RIBEIRÃO PRETO, SP (FOLHAPRESS) – Nuvens de poeira e fortes ventos foram registrados em pelo menos 13 municípios da região de Ribeirão Preto (a 313 km de São Paulo) na tarde desta segunda-feira (23).

O fenômeno climático foi registrado a partir do início da tarde, depois de o dia amanhecer ensolarado. As nuvens de terra começaram a se formar rapidamente por volta das 13h30, trazendo com elas fortes ventos, que provocaram queda de galhos, interrupções pontuais no fornecimento de energia elétrica e atrapalharam a visibilidade no trânsito.

Em todos os locais, as nuvens cobriram o céu com uma densa camada em tons alaranjados. Não há, até o momento, relato de feridos.

As nuvens foram registradas em Barretos, Batatais, Brodowski, Colina, Colômbia, Franca, Guaíra, Ipuã, Ituverava, Miguelópolis, Morro Agudo, Orlândia e São Joaquim da Barra.

Uma hora depois de as nuvens surpreenderem moradores de municípios da região metropolitana de Ribeirão Preto, como Batatais e Brodowski, elas já tinham alcançado Franca, distante 50 quilômetros dos dois municípios.

A formação das nuvens coincide com a previsão de queda nas temperaturas nos próximos dias. Em Ribeirão Preto, que registrava 29ºC às 12h, a previsão é que a temperatura no decorrer da tarde chegue a 25ºC.

O Inmet (Instituto Nacional de Meteorologia) apontou que uma frente fria atuaria em estados no Sul do país a partir desta segunda, com chuvas entre o norte do Rio Grande do Sul, Santa Catarina, Paraná, sul de Mato Grosso do Sul e sul de São Paulo.

Além das chuvas, as temperaturas cairão nessas regiões em áreas de São Paulo, sul do Rio de Janeiro, sudoeste de Mato Grosso e até em áreas do sul de Rondônia e do Acre.

O frio se intensificará nesta terça-feira (24), segundo o Inmet, com condições para geada nos três estados do Sul, geada de moderada a forte entre a serra gaúcha, áreas de Santa Catarina e sul do Paraná, além do sul de Mato Grosso do Sul e sudoeste e sul de São Paulo.

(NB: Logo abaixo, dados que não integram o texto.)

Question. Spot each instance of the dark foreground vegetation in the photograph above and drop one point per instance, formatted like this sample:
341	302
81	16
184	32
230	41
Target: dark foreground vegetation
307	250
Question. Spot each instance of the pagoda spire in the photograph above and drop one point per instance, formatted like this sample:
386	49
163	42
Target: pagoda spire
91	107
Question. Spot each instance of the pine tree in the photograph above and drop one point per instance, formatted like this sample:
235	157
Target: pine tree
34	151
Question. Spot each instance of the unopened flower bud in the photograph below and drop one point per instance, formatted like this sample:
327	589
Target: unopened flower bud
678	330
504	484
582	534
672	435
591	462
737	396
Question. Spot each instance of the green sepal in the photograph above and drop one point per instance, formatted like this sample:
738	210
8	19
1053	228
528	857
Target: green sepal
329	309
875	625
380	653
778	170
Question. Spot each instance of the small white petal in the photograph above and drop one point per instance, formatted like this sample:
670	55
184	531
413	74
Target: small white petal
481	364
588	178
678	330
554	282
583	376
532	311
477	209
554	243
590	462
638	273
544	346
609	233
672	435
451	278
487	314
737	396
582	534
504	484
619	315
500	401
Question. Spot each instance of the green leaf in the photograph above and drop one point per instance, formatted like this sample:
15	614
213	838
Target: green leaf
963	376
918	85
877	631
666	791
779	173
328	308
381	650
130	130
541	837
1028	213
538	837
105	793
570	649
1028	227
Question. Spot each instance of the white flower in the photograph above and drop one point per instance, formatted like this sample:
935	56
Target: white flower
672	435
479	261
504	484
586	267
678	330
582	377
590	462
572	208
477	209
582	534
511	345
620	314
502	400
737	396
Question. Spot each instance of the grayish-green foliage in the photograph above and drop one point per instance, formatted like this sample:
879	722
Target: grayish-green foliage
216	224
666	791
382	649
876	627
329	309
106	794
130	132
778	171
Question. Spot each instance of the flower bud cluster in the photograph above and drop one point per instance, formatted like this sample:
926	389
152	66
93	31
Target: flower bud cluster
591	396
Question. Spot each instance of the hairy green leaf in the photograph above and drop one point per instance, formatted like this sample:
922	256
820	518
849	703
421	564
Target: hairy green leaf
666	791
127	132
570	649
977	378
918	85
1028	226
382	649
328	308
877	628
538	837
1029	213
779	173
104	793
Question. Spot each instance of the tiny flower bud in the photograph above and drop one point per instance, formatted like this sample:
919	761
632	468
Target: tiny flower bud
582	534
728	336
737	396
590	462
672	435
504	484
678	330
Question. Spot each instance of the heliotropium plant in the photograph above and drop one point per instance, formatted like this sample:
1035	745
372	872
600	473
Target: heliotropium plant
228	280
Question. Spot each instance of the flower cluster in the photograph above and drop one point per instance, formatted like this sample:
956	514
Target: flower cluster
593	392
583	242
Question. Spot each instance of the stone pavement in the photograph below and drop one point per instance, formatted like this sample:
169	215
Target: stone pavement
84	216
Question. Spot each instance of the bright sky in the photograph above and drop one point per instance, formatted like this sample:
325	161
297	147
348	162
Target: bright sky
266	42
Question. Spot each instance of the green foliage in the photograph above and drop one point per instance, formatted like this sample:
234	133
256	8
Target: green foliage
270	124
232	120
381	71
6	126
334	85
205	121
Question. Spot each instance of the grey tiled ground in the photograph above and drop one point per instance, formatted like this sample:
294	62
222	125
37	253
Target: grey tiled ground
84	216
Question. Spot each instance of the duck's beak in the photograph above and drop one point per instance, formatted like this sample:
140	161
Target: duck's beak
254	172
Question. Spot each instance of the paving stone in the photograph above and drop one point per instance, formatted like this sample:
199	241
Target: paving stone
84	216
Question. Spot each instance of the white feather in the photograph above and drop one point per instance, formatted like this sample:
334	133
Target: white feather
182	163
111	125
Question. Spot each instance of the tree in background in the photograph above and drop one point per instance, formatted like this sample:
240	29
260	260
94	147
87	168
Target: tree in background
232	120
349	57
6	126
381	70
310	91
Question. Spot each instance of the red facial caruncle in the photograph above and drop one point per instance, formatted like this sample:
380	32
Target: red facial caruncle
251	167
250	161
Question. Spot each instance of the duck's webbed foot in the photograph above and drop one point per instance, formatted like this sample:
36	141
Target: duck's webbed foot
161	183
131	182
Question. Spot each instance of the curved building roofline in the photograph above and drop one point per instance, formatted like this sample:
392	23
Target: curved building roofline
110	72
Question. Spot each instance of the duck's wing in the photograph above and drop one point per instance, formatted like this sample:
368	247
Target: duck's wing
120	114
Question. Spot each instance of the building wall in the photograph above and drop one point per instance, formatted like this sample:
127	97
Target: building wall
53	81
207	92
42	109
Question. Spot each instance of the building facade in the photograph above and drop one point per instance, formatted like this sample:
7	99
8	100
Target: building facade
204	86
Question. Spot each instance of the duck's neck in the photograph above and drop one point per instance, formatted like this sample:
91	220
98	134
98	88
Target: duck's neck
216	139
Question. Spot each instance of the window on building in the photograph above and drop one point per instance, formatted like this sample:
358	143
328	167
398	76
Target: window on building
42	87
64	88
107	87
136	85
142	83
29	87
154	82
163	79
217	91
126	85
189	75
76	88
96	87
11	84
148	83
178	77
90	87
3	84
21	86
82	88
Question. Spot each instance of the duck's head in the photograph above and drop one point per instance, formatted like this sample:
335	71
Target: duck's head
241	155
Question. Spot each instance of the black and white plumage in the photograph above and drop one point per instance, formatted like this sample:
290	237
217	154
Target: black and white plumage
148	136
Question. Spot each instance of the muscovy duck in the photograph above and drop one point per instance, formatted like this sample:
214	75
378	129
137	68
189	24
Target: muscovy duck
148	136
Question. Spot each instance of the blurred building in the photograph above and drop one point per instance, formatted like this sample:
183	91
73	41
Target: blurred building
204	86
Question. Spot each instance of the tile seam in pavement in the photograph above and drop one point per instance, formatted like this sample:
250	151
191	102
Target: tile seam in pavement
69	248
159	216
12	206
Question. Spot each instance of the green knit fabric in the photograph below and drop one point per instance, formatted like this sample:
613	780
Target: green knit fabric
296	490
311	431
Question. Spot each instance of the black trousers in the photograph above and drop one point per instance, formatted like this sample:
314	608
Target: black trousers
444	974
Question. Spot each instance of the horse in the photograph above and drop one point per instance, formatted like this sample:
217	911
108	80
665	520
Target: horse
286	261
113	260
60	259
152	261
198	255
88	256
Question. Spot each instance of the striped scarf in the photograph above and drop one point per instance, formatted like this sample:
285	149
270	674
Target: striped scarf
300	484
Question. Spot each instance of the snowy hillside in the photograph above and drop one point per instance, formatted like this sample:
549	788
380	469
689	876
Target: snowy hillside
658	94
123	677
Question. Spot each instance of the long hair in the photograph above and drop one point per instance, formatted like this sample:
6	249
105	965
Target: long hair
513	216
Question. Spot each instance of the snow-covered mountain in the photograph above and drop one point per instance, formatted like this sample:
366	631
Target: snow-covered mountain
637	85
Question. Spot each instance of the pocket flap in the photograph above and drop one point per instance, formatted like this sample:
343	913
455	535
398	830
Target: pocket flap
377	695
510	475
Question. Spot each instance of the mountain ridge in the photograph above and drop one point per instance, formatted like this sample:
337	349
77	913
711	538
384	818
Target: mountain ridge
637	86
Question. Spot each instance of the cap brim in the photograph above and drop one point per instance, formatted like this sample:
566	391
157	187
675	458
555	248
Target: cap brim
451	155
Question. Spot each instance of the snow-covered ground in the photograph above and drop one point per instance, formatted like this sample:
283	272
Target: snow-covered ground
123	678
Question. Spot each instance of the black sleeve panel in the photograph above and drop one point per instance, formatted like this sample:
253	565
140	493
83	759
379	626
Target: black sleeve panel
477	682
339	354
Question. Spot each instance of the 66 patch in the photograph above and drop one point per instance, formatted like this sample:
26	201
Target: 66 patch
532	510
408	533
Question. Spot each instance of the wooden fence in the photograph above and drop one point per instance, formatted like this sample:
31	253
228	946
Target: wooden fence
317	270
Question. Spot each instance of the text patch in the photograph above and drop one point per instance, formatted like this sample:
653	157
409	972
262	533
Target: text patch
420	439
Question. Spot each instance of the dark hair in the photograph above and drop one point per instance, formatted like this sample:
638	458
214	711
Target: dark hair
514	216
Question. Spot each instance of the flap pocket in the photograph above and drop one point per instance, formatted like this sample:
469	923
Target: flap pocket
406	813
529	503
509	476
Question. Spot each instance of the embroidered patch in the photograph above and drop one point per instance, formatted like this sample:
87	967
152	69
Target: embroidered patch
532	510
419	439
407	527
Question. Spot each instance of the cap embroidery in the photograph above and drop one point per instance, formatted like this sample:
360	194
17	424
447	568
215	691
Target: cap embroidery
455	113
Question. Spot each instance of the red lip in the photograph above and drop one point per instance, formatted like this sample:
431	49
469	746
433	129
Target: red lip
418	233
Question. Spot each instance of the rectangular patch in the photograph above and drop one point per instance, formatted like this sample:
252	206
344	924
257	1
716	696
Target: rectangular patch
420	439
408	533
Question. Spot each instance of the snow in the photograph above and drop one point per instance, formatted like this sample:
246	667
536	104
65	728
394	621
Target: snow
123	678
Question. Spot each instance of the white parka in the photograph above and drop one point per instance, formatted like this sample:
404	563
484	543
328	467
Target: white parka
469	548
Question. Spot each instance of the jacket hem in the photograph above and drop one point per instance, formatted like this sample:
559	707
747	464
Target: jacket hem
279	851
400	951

Não é a primeira vez que o fenômeno atinge o interior paulista. Quando registrado em grande escala, é conhecido pelo nome haboob, ou habub.

De acordo com meteorologistas, costuma ser registrado em áreas secas e com baixa umidade.

Em 2021, quando o fenômeno foi registrado nos meses de setembro e outubro no interior de São Paulo e em Minas Gerais, houve quedas de árvores, rompimentos de fiações e destelhamentos de imóveis e ao menos seis pessoas morreram.